Objectives To explore the drug interactions between atorvastatin and other drugs based on bioinformatics.
Methods The human umbilical vein endothelial cell line EA. hy 926 cultured in vitro was incubated with atorvastatin (10−5 mol/l) for 24 h. Total RNA from these cells was extracted and performed for gene expression profiling. The SAM microarray analysis software was used to analyse the differenced genes between the control and experiment groups. Gene set enrichment analysis (GSEA) was used for pathway analysis, and gene ontology (GO) analysis. The Connectivity Map (Cmap) was used to screen the interaction drugs with atorvastatin.

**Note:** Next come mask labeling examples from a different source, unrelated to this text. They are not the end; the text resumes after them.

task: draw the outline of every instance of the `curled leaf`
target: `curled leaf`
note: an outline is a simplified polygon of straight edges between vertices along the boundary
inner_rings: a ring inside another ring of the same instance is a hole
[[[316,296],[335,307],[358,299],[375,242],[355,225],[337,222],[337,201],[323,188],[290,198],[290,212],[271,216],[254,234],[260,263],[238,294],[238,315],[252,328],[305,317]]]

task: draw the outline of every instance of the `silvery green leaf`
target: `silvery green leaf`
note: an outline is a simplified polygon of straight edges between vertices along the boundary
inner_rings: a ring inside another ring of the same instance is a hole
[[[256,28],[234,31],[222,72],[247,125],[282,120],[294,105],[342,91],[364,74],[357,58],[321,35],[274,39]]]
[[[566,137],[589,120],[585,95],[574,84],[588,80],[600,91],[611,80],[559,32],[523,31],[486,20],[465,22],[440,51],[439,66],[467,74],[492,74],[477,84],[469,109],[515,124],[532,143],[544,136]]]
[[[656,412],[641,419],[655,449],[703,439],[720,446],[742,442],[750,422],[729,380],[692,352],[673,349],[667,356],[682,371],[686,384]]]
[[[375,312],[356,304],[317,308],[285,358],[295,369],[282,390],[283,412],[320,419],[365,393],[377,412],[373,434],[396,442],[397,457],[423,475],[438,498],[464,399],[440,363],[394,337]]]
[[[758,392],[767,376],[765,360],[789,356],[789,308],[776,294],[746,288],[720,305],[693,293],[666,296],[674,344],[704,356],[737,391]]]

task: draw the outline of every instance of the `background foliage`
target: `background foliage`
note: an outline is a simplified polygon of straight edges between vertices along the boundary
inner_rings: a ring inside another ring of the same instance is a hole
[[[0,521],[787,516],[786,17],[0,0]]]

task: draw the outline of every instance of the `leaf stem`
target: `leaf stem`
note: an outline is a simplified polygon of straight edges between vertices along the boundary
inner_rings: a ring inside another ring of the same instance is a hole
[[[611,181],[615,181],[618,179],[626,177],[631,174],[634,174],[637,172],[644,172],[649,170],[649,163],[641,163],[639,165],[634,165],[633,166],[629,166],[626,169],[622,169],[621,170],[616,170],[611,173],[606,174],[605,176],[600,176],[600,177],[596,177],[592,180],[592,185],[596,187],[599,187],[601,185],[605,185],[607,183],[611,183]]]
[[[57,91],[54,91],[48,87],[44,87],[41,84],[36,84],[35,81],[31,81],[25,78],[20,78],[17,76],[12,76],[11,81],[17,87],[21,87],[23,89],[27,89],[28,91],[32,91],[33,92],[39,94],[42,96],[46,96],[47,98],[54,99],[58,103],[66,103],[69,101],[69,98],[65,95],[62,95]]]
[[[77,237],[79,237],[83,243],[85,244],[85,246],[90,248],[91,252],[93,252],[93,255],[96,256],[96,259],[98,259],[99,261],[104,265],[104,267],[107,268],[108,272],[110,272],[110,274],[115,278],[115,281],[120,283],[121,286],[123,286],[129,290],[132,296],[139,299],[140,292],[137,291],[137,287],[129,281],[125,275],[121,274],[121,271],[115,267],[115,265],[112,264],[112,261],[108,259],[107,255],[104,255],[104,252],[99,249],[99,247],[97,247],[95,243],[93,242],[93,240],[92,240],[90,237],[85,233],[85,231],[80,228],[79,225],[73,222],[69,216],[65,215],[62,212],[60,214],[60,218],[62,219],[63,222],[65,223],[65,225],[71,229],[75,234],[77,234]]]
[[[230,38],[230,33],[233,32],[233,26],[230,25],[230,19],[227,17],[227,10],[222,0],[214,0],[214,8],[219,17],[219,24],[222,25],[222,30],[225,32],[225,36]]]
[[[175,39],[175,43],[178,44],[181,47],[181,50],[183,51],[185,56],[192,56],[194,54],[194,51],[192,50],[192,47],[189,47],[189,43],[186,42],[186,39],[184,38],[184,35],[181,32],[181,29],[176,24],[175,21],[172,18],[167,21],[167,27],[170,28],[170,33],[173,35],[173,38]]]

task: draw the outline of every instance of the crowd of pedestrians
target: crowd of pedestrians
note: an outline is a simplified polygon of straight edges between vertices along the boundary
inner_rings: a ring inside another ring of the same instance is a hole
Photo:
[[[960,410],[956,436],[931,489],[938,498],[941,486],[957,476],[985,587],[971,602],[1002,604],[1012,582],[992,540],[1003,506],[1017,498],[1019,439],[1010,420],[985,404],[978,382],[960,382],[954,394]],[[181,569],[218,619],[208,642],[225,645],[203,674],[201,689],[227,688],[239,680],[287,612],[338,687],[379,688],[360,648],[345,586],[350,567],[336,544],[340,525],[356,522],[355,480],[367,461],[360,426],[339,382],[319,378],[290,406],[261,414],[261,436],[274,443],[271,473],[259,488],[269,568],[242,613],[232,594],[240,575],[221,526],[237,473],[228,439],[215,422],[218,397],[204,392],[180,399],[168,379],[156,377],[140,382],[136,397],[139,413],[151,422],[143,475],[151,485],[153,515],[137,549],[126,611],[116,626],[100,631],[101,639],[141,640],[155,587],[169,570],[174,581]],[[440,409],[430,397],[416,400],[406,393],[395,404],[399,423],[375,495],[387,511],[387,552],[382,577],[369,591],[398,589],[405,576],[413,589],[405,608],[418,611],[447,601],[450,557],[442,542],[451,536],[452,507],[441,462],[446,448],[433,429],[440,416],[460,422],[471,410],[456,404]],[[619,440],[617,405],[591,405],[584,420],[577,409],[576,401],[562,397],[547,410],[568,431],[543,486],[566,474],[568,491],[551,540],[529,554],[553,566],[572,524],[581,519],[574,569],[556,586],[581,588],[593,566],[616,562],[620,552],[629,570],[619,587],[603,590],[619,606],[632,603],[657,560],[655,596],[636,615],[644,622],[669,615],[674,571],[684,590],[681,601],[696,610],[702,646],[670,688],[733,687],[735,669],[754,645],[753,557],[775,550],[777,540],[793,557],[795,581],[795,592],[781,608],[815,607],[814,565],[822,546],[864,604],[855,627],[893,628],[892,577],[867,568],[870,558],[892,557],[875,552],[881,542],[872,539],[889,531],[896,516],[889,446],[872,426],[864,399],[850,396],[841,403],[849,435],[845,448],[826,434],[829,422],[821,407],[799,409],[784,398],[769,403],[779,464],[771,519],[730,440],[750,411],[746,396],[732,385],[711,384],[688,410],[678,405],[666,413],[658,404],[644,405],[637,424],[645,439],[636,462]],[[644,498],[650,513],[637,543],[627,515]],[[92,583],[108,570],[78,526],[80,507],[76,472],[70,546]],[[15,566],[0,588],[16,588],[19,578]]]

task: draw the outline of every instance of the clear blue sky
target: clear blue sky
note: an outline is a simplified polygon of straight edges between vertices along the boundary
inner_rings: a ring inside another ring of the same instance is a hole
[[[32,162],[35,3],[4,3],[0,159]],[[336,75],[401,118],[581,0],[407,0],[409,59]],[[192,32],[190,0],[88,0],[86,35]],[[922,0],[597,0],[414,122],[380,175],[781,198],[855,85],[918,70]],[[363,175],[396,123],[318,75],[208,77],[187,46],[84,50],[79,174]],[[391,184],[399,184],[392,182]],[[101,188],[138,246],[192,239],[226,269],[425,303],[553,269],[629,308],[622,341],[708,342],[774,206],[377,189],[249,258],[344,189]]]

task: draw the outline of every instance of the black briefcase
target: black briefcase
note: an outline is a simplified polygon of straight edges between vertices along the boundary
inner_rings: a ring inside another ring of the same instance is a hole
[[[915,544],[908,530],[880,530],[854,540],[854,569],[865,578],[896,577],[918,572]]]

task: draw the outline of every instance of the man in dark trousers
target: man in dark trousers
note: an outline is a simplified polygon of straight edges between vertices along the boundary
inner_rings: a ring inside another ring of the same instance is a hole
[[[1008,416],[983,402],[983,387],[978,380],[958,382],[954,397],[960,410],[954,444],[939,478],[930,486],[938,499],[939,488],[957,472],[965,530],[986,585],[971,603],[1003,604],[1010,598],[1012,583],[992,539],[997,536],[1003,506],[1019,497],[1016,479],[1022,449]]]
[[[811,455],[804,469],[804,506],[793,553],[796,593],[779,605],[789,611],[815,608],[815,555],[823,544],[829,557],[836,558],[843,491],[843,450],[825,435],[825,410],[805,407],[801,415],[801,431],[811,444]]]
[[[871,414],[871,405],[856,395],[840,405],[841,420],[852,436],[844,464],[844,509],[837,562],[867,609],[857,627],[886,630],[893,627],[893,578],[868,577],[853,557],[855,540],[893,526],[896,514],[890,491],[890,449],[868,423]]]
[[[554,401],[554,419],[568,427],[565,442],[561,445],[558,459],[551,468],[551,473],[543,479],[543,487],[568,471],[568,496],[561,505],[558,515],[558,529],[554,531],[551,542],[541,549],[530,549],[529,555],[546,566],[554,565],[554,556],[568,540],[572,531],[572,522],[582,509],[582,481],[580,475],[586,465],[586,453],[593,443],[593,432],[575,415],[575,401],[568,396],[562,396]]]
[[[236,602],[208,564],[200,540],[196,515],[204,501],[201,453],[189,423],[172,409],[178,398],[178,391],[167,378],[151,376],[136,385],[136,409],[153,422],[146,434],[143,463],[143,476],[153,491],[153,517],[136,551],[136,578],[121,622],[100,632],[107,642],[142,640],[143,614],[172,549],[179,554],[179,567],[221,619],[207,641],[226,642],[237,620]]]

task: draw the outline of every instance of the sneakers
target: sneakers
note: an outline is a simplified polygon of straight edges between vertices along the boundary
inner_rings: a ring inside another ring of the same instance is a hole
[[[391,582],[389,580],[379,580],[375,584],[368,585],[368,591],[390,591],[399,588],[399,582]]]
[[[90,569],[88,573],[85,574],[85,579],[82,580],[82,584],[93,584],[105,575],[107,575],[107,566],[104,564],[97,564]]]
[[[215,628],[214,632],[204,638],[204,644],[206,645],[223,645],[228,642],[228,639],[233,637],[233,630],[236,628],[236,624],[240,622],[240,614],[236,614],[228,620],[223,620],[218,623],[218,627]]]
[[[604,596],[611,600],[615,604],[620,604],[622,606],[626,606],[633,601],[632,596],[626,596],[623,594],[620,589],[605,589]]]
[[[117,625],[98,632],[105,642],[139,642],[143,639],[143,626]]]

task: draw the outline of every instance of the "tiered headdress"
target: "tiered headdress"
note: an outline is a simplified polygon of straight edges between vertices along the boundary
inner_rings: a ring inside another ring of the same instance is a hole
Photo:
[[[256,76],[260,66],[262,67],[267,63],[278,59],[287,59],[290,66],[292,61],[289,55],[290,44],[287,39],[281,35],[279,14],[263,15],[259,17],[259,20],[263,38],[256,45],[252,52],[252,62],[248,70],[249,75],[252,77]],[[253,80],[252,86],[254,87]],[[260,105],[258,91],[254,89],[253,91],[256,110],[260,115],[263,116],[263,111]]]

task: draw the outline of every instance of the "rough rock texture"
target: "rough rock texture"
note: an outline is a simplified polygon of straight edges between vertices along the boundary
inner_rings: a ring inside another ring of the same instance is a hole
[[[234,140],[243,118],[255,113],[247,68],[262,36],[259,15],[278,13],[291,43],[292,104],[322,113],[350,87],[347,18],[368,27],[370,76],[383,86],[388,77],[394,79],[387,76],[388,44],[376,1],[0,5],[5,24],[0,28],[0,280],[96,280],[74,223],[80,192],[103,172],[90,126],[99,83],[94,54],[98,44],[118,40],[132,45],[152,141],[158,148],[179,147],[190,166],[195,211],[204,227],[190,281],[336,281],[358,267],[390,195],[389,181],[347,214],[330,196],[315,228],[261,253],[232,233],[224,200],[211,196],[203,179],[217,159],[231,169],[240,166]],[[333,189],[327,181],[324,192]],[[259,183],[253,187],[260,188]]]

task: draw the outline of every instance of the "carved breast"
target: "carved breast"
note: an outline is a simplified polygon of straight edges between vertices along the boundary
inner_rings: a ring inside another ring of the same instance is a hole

Results Compared with the control cells, 649 genes were detected to have marked changes with 295 up-regulated and 354 down-regulated expression in atorvastatin treated EA. hy 926 cells. 13 pathways including coagulation in upregulated gene expression and 113 pathways mainly enrichment in cell cycle in downregulated gene expression using GSEA showed statistical significance. In Cmap analysis the profile of the HDAC inhibitor MS-275, trichostatin A, Vorinostat and resveratrol, Phenothiazines derivatives were found to be highly similar to that of atorvastatin (p<0.001).
Conclusions The study of drug interactions based on the bioinformatics is feasible, atorvastatin have a synergistic effect with histone deacetylase inhibitors, resveratrol and phenothiazine derivatives.